Sun beds are in the media a lot nowadays, and not all for the right reasons.
Many claim that it could double your risk of skin cancer as well as developing other skin diseases.
Many of us love to have a healthy, bronzed glow especially just before a holiday, but just how safe are sun beds and should we be avoiding them all together?
In this article we take a look at what they are, when to avoid using sun beds and how to prepare your skin for using one. Read more on should I use sunbeds…
What is a sunbed?
Tanning beds basically imitate the sun. The sun emits three kinds of UV rays (the ones that make you tan): UVA, UVB, UVC
Tanning lamps use the best ration of UVB and UVA rays to provide optimal tanning results, with a lowered risk of overexposure.
What do I need to know about sunbeds?
Whether you are new to using sunbeds, a tan worshipper or somebody who has fair skin, it’s important to know as much as you can about sun beds in order to protect your skin.
Don’t exceed the recommended times. Sessions should be very short – maximum 5 minutes
If you have an ‘olive’ complexion, you can extend this time, but it is best not to stay on a sunbed beyond 15 minutes to minimise long term damage to your complexion and health.

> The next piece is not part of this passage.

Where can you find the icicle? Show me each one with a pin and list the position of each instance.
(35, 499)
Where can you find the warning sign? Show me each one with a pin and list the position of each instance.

SEE ALSO: Tanning different skin types and tones
Your ability to tan is affected by the levels of melanin in your skin. A person with more melanin will find it easier to tan and will also be less at risk of any potential side effects of using sunbeds. Although it is still essential for anyone using a sunbed to use protective measures to look after their skin.
Don’t visit the salon for a sunbed too often
The frequency of the sessions should be limited to 3 times a week (maximum). Once you have achieved the depth of tan you desire, be sure to cut down on your visits. Visit the tanning salon often enough to just maintain your tan.
The staff at the salon should be able to advise you on how to tan safely and effectively based on your skin type. Overexposure to UV can actually cause depletion of melanin levels and make it more difficult to tan in future sessions.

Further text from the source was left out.